Me dijo: “Mariana, esa noche recuerdo que reímos mucho, y desde ese día tengo la sensación de que me sacaste del hospital, y me llevaste a un lugar parecido a Pátzcuaro, estábamos las dos charlando y un grupo de personas en zancos se colocaron frente a nosotras haciendo malabares. Después, pensé que quizá sólo me habías llevado a un hospital diferente, recuerdo que había enfermeras escuchando música y algunas estaban cocinando, parecía otro lugar, el paisaje, todo. Esa noche, esa noche fue muy extraña”.
Yo me quedé en silencio y sólo pude sonreírle. Dentro de mí, sentí un profundo agradecimiento, porque esa noche tuve la oportunidad de viajar con ella a Pátzcuaro.
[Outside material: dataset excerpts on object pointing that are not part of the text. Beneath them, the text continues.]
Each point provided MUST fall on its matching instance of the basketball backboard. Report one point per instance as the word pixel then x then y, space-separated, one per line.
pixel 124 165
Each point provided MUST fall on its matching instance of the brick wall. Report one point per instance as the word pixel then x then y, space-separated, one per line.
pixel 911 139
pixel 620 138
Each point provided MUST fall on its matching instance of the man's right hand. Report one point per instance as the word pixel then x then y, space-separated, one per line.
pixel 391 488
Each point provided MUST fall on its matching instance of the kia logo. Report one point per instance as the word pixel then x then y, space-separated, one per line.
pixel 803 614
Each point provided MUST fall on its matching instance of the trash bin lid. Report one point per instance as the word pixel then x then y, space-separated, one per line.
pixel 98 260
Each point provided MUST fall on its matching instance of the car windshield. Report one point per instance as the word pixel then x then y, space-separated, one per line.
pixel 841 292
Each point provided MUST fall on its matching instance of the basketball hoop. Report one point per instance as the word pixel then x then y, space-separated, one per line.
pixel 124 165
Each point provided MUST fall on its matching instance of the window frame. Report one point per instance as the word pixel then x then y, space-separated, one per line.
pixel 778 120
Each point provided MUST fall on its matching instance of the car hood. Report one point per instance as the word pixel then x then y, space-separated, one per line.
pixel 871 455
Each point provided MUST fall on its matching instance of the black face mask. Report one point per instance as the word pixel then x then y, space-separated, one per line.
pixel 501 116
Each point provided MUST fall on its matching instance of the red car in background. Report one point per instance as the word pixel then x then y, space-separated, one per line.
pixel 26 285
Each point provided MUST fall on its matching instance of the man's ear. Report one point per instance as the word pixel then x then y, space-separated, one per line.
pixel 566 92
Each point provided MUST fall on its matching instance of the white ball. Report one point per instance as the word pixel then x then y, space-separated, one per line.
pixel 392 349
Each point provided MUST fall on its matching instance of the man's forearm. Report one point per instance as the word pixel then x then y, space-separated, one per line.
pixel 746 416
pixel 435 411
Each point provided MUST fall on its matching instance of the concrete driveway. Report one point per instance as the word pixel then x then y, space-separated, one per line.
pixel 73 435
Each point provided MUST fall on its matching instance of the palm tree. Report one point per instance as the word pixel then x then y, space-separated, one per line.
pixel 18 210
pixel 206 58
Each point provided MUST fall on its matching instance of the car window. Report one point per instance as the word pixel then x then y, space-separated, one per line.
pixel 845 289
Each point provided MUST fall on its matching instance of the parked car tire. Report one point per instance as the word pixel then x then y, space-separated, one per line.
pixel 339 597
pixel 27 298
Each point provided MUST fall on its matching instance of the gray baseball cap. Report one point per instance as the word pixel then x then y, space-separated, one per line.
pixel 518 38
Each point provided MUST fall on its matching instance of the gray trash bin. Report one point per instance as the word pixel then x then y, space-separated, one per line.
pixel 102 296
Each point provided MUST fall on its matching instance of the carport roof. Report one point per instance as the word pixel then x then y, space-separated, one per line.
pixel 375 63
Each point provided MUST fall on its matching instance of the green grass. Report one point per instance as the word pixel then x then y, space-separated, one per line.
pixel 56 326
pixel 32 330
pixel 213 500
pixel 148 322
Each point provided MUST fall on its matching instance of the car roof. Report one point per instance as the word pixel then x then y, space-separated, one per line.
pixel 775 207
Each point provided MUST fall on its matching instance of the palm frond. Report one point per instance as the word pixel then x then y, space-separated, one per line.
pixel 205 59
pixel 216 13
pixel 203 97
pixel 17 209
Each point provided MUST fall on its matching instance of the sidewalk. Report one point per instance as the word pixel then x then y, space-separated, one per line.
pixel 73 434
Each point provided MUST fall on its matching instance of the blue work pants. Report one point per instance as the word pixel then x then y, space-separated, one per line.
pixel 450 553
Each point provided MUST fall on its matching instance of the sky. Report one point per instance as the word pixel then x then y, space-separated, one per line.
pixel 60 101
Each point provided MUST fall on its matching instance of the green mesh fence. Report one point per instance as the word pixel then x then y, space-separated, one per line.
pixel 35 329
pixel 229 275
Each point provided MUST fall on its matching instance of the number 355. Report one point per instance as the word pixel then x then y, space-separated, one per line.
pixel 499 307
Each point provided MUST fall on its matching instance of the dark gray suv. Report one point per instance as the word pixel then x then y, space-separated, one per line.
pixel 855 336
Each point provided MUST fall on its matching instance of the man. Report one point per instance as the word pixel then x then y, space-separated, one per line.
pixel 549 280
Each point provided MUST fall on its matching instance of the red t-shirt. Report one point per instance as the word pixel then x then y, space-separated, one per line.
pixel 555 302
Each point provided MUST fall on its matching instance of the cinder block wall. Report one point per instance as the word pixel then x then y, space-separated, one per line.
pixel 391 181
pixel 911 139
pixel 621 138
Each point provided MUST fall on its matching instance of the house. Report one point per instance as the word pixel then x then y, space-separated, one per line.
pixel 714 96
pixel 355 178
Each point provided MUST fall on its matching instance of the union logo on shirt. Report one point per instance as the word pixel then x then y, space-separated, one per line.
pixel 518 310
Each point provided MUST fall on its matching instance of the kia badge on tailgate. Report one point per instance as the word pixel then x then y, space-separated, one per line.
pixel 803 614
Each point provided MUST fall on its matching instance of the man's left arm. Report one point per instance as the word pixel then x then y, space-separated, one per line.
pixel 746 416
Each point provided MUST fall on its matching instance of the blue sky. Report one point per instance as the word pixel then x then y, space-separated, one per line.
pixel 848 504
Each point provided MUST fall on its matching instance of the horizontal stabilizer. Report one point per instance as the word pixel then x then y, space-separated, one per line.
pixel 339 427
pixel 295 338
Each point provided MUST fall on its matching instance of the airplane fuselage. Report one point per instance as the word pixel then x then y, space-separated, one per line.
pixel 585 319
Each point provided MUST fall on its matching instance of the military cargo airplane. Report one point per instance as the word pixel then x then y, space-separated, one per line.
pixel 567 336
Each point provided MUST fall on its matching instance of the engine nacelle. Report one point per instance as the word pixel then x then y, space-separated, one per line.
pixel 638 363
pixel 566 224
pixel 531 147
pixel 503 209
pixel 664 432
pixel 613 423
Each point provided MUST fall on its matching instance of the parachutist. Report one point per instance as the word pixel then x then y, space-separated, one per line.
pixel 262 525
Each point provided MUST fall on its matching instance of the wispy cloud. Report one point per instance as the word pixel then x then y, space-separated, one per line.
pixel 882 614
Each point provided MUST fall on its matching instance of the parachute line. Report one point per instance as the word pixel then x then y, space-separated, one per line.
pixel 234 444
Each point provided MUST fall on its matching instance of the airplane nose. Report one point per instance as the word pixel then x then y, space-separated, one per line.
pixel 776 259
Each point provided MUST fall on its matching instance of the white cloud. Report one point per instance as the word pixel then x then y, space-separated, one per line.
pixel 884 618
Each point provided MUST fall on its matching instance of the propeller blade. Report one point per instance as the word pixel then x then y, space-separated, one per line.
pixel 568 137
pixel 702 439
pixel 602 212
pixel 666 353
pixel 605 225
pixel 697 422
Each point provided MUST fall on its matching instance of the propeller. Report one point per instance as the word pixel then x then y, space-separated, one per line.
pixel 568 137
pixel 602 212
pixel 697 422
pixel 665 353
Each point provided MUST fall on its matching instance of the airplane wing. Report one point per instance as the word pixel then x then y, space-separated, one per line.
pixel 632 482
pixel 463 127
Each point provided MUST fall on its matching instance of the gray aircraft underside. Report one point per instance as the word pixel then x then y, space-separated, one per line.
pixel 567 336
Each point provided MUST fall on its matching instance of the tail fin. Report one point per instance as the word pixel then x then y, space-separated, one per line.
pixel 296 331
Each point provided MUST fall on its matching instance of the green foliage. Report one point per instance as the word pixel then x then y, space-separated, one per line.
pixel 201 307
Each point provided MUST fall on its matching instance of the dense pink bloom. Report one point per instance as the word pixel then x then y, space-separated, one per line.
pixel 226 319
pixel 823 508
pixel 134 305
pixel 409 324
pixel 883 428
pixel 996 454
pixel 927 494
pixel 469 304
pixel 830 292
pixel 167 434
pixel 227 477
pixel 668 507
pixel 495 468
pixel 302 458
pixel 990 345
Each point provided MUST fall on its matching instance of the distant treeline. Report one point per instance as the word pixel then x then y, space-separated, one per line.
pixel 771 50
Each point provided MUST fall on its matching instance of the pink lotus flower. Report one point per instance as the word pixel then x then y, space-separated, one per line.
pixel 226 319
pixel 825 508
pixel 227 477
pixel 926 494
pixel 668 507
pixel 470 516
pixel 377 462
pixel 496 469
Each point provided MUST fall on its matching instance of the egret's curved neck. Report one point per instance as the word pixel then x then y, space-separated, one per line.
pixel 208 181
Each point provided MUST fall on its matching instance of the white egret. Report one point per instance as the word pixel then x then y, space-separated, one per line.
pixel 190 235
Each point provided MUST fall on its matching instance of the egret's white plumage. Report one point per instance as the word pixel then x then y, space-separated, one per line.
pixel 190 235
Nos despedimos en medio de promesas, promesas que por supuesto tenían que ver con comida. Nos veríamos para comer juntas tamales de papa, esos tamales que son especialidad de Tulancingo, y además, comeríamos barbacoa.
Gracias por permitirme acompañarte.

Gracias por compartir tu experiencia de cuidadora solidaria y sororal!!! El acompañamiento es clave en el avance de apapachar con el alma experiencias desgarradoras de algunas enfermedades, de amigas, conocidas, vecinas y amistades!!!